En el caso donde hubiere una efracción de la aracnoides de la cisterna supraselar y algún grado de salida de LCR durante o luego de la cirugía puede contaminarse el espacio subaracnoideo (donde normalmente circula el LCR) con algún microorganismo (usualmente alguna bacteria) y el paciente desarrollar una meningitis postoperatoria. Este cuadro se manifiesta habitualmente por fiebre, cefalea, rigidez de nuca y signos de irritación meníngea, nauseas y vómitos. En los casos más graves puede haber un deterioro de la consciencia y compromiso del estado general. Es un cuadro clínico delicado y requiere de una punción lumbar para analizar el LCR, certificar el diagnostico e instaurar de inmediato el tratamiento antibiótico endovenoso. Este cuadro es considerado una urgencia neuroquirúrgica. Con el tratamiento adecuado la mayoría de los pacientes pueden revertir los síntomas de la infección y recuperarse totalmente. Excepcionalmente, en casos más severos, pueden quedar secuelas neurológicas o incluso el paciente puede fallecer. 

Trastornos visuales

Es muy habitual que luego de una cirugía de un tumor de hipófisis el paciente mejore su déficit visual. No obstante, cuando el daño primario generado por el tumor es irreversible, el paciente no mejorará su visión pero tampoco empeorará, especialmente si el tumor pudo ser resecado totalmente. Hay un porcentaje menor de pacientes, generalmente con grandes tumores de hipófisis y con un compromiso visual preoperatorio muy severo, que pueden empeorar su visión pese a resecarse la lesión completamente.
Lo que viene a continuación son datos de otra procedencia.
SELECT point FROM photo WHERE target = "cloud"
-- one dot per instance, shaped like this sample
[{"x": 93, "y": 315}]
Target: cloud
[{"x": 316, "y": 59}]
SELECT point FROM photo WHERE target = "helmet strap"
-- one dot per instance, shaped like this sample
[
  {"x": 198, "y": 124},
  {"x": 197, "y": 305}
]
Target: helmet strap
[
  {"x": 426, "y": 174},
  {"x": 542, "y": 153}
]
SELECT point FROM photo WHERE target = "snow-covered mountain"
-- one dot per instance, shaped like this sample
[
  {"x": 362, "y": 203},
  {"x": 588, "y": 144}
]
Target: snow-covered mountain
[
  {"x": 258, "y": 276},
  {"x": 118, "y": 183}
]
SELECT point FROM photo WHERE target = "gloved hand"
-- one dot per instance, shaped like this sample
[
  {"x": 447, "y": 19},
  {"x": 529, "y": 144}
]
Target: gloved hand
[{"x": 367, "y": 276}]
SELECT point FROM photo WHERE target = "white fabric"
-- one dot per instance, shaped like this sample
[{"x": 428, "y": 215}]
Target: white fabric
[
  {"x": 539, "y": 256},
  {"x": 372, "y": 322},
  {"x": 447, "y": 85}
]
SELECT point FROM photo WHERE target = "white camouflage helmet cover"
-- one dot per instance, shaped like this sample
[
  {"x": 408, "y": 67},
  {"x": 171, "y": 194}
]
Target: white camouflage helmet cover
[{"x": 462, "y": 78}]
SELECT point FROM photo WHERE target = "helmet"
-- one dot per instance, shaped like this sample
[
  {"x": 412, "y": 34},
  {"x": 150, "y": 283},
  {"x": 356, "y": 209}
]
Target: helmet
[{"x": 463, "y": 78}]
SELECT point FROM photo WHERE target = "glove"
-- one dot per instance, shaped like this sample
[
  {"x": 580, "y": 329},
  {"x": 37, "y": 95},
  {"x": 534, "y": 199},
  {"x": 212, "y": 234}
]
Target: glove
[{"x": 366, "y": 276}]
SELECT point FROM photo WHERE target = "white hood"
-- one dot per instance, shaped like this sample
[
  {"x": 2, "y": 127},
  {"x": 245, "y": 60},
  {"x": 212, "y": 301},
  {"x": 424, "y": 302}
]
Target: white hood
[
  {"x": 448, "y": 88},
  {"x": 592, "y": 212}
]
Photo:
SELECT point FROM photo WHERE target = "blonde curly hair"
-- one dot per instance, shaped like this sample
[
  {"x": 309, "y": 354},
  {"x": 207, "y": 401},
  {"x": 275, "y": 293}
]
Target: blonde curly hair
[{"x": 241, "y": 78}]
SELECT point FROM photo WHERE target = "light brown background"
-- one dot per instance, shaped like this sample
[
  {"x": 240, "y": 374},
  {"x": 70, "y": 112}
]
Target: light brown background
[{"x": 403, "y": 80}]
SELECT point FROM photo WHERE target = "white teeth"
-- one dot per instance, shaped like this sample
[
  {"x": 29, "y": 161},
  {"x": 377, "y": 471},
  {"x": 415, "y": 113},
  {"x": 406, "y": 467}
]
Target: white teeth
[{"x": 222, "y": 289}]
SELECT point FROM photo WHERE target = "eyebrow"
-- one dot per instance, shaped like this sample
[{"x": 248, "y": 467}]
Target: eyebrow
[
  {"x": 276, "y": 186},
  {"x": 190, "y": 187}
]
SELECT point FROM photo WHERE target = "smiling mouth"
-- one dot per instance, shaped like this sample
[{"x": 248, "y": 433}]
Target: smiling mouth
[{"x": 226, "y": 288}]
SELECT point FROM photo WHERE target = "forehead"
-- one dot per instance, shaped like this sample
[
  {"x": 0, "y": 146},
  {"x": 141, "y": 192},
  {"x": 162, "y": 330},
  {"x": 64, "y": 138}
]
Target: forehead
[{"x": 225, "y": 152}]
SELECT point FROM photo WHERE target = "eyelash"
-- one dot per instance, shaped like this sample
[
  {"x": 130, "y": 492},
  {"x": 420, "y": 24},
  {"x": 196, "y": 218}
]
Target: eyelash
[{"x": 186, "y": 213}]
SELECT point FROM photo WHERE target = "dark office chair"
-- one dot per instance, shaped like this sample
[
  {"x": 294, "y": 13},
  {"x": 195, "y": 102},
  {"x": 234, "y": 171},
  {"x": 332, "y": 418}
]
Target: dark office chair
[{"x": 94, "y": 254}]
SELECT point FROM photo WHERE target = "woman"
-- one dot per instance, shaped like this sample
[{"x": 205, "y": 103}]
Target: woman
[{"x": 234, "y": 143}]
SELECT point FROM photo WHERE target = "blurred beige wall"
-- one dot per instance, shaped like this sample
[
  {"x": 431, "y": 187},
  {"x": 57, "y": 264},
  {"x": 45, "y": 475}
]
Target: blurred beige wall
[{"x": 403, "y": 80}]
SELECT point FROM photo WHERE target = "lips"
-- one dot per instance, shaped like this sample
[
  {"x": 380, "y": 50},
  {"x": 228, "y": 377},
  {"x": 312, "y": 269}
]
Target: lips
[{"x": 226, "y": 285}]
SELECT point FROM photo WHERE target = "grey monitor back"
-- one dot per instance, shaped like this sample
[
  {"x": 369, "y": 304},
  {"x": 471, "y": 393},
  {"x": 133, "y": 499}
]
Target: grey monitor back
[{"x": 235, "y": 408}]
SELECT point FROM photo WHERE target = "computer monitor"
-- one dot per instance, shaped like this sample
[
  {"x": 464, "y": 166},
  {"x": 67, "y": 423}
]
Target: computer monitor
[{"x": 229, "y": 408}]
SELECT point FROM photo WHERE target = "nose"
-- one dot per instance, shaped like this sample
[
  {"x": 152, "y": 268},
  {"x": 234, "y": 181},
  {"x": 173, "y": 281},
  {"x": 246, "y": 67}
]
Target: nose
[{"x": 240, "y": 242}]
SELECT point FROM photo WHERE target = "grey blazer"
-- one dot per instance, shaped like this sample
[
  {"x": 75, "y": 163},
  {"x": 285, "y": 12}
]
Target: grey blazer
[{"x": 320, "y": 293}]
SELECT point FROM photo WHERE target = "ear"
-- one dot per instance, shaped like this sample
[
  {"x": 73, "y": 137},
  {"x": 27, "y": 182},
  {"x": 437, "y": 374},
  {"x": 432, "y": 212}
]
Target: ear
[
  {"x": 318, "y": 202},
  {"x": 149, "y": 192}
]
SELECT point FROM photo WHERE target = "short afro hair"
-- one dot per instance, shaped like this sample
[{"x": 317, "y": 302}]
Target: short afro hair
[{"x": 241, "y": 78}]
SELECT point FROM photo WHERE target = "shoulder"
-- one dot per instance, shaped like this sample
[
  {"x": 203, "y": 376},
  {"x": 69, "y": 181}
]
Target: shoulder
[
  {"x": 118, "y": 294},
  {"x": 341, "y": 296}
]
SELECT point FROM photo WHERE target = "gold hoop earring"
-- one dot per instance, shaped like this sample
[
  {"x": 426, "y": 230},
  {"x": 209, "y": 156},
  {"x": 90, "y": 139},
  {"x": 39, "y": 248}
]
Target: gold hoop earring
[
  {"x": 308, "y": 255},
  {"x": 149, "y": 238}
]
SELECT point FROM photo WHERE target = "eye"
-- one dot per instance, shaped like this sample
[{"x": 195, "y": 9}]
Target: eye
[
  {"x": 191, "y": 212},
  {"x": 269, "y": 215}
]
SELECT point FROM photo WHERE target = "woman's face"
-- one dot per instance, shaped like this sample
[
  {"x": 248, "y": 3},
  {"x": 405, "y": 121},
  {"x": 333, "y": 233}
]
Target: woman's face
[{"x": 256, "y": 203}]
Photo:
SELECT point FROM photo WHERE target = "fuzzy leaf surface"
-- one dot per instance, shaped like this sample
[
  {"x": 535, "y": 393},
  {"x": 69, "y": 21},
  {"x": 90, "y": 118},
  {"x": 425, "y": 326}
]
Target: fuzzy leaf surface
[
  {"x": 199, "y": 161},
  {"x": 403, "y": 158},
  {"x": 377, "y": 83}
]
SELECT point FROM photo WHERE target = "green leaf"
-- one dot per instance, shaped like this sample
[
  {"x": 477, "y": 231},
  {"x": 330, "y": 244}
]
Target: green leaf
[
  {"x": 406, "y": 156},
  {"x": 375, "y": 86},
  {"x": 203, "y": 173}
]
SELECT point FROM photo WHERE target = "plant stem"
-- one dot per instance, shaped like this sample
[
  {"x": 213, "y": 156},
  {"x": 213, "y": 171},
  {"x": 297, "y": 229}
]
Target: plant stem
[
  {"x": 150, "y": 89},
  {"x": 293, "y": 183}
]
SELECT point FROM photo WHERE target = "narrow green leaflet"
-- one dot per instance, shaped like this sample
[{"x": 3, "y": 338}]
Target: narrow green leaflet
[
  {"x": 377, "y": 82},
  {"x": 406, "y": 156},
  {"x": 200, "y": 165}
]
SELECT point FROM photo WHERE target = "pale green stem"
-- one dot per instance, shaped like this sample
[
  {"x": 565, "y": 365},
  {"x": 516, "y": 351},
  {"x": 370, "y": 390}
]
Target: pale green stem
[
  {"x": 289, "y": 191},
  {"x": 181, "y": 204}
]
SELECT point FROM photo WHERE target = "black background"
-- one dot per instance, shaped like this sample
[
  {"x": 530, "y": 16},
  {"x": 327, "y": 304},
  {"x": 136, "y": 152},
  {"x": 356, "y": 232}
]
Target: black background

Trastornos de la motilidad ocular

Si bien no es habitual, puede presentarse algún tipo de déficit en la motilidad ocular, especialmente en tumores que invaden el seno cavernoso, luego de la cirugía. El paciente puede referir algún grado de visión doble (diplopía). En general este tipo de alteración suele mejorar espontáneamente con el tiempo al cabo de algunas semanas.

Lesión neurológica

Una lesión cerebral no es común en la cirugía de un adenoma de hipófisis. No obstante existen grandes tumores que se extienden intracranealmente y su extirpación conlleva un riesgo de déficit neurológico propio de la complejidad de dicho tumor.

Lesión vascular cerebral

Una lesión vascular cerebral no es frecuente, pero si ocurriere, sus consecuencias neurológicas son muy graves. Las arterias carótidas se ubican a ambos lados de la glándula hipófisis, a nivel de los senos cavernosos, y su relación con los tumores hipofisarios es muy estrecha.